Benoit Hazard, chargé de recherche au CNRS ( IIAC )
Depuis l’essai pionnier de Marcel Mauss sur les variations saisonnières des Esquimaux, les interactions entre les sociétés et leurs environnements sont au cœur du projet de l’ethnographie et de la réflexion anthropologique. Dans la période récente, l’étude de ces mêmes activités a mis à jour de nouveaux objets liés à l’émergence d’un référentiel environnemental dans les politiques publiques et qui se caractérisent par la complexité des interactions qu’ils mettent en jeu entre des phénomènes relevant de disciplines différentes et nécessitant des approches et des méthodes innovantes. « Décroissance », « croissance verte », « finitude et épuisement des ressources », « accaparement » ou « durabilité », « climat », « transition énergétique », sont autant de termes qui esquissent l’espace des débats, des controverses scientifiques et des terrains d’une ethnographie des situations critiques dans lesquels les anthropologues sont appelés à se mouvoir.

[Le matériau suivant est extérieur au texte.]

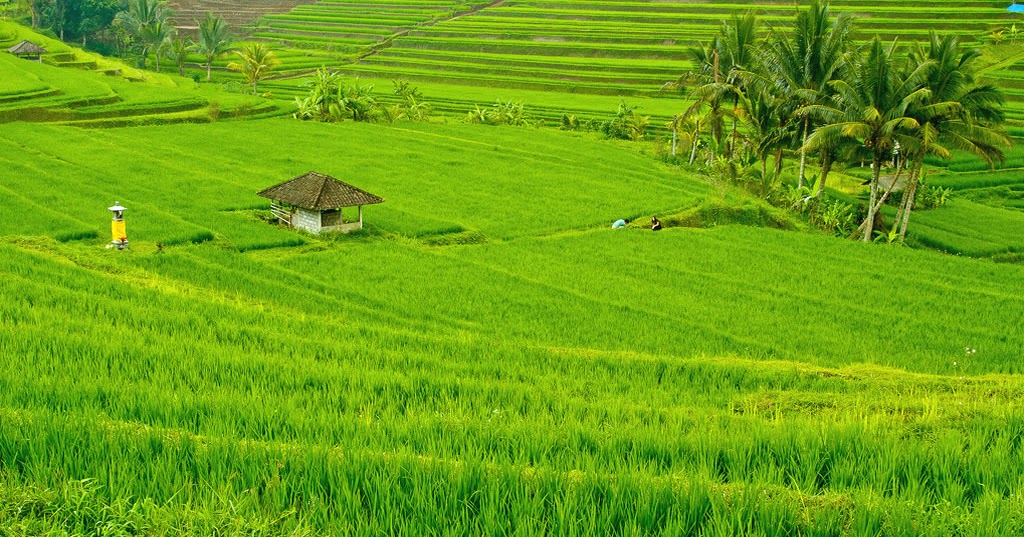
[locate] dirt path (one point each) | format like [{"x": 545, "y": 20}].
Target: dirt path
[
  {"x": 386, "y": 42},
  {"x": 238, "y": 13}
]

L’anthropocène, nouvelle ère géologique caractérisée par la puissance des facteurs anthropogéniques à agir sur le devenir du système terre, illustre la place prise par les débats environnementaux et par les sciences de la terre dans les discours et les pratiques scientifiques. Cette thèse inédite, sorte d’injonction posée aux sciences humaines de construire des réponses pour faire face aux changements socio écologiques, réinterroge les relations entre l’homme et ses productions de la nature ? Comment l’anthropologie, discipline qui interroge à la fois les structures et les ruptures, se positionne face à cette thèse qui pense les passages historiques à l’échelle temporelle des évolutions du système terre et dont les effets sont durables pour le devenir, non seulement des sociétés humaines, mais plus largement des socio systèmes ? N’y-a-t-il pas là une aporie propre à un semblant d’interdisciplinarité ?
Pour la cinquième année de cet atelier, nous poursuivrons l’étude des interactions complexes qui se jouent dans les thèses de l’anthropocène. L’atelier explore les travaux qui, d’une part, placent l’environnement (biodiversité, patrimonialisation de la nature, ruralités, pollutions industrielles) au cœur de la recherche en sciences sociales et qui, d’autre part, re-territorialisent l’anthropocène. Un accent particulier sera mis cette année à la relecture des rapports entre marxisme et écologie politique. En 2017-2018, il fonctionnera en alternant enseignements théoriques et une enquete collective de terrain initiée en 2016 sur la ville de Pierrefitte sur Seine. Dans premier temps, l’atelier fonctionne comme un atelier de lecture de textes traitant des paradigmes disponibles pour penser les dynamiques socio écologiques, des concepts (des paysages, écosystèmes, etc.). Dans un second temps, il réinterroge cette thèse à partir de la possibilité d’en faire une ethnographie, autrement dit les anthropo-scènes de l’anthropocène.
Abstract
Historically, anthropology refers to the study of human activities, i.e. as a mirror of interactions between societies and their environment. In the recent past, research on human activities have enlightened new objects that are strongly linked with the “mainstreaming” of an « environmental repository » in public policies and are characterized by the complexity of interactions. Globalization, limits of growth, scarcity of resources, climate change are drawing new spaces for scientific debate and controversies as well as fields for a new ethnography of critical situations. As new geological era reflecting the influence of humans on the Earth system, or “man as the main geological force of the Earth system”, the anthropocene would have started with the industrial revolution of the eighteenth century and would succeed to the era of the Holocene. As such, the Anthropocene illustrates the role played by the environmental debate and the earth sciences in scientific discourse and practices. This uncommon thesis, as an injunction to humanities to cope with future socio-ecologies, re-examines how man has for long produced nature. To account for the complex interactions that interplay in the Anthropocene and to suggest that they do not turn the anthropologist to an anecdotal chronicler, the workshop explores anthropological research that have for long discussed environmental topics (biodiversity, patrimonialisation of nature, industrial pollution…). To frame the debates and challenges due to the thesis of the Anthropocene, the workshop will present many scenes of anthropology by reading of texts and by making exercises in relation with dynamic socio ecological landscapes and ecosystems. It will show the need to combine interdisciplinary approaches with a detailed ethnographic survey and try to show how this context renews the relationship between anthropology and archeology of the Holocene.
In connection with the European research network REAL (Resilient pasts and adaptation of East African Landscape in temporal, spatial and social perspectives, Initial Training Program, Marie Curie), the workshop focuses on anthropological and arachaeological studies located in Africa.